At KEM hospital, live dashboard on Covid patients, medical records digitised
Through the app, created free of cost by programmers of K J Somaiya college, all requisite information of a patient – medical history and progress – can be viewed at the click of a button.

The KEM hospital has become the first government hospital in Mumbai to digitise the medical records of all its Covid-19 patients that can be accessed by doctors through an in-house mobile application. While the app was launched in May, its web portal was inaugurated on Tuesday, doing away with physical handling of patient records.
A major hiccup that KEM hospital had faced at the onset of the pandemic was how to handle case papers of patients without risking contracting the infection.
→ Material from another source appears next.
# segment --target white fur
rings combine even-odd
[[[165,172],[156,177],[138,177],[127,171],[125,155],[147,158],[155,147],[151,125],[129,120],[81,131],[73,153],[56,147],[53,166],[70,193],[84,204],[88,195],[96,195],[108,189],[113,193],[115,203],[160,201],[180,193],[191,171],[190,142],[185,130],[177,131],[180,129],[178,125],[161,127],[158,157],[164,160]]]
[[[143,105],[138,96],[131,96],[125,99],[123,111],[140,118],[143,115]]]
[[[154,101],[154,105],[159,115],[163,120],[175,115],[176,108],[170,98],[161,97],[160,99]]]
Through the app, created free of cost by programmers of K J Somaiya college, all requisite information of a patient – medical history and progress – can be viewed at the click of a button. As soon as a patient is tested, an identification number is created and fed into the app. A doctor can access the app on his phone and just click on the patient’s name to check for details.
Details of the treating doctor, medication being administered and line of treatment is also updated real time. It shows live data on suspected Covid-19 patients, those who have tested positive and those scheduled for discharge. It also shows who are stable and critical, based on which, the hospital passes on the information to the relatives.
Once a patient has been admitted, he or she can only communicate through the phone. Often, if a patient is moved to the ICU, his phone is handed over to the family. Entry of relatives barred in isolation wards, many wait outside and keep approaching doctors to know about the condition of patients.
The hospital’s psychiatry department, which has 10 phone lines dedicated to call the kin to update them about the patients, can also access the app to check on each patient and inform their families. The hospital at present is treating 380 positive patients and 100 who have symptoms of Covid-19. “In the initial days of the pandemic, we noticed there was a delay in paperwork. If a patient died, staffers were scared to take documents from the isolation ward to the morgue,” said Dean Dr Hemant Deshmukh on what led to the creation of the app.
Dr Amit Bhondve, from the community medicine department, said that earlier, the hospital staff had to manually punch in the details of a patient, delaying updation of records due to the huge case load. “The idea to create an app also came about due to the tedious process of data entry,” he added.
A team of five doctors – Bhondve, Yogesh Pawade, Abhijeet Dhende, Parvez Chawki, and Nikhil Rao – were involved in data monitoring of Covid-19 patients. Pawade’s wife Dipti Pawade, a professor in KJ Somaiya College who specialises in information technology, helped develop the app along with her colleagues.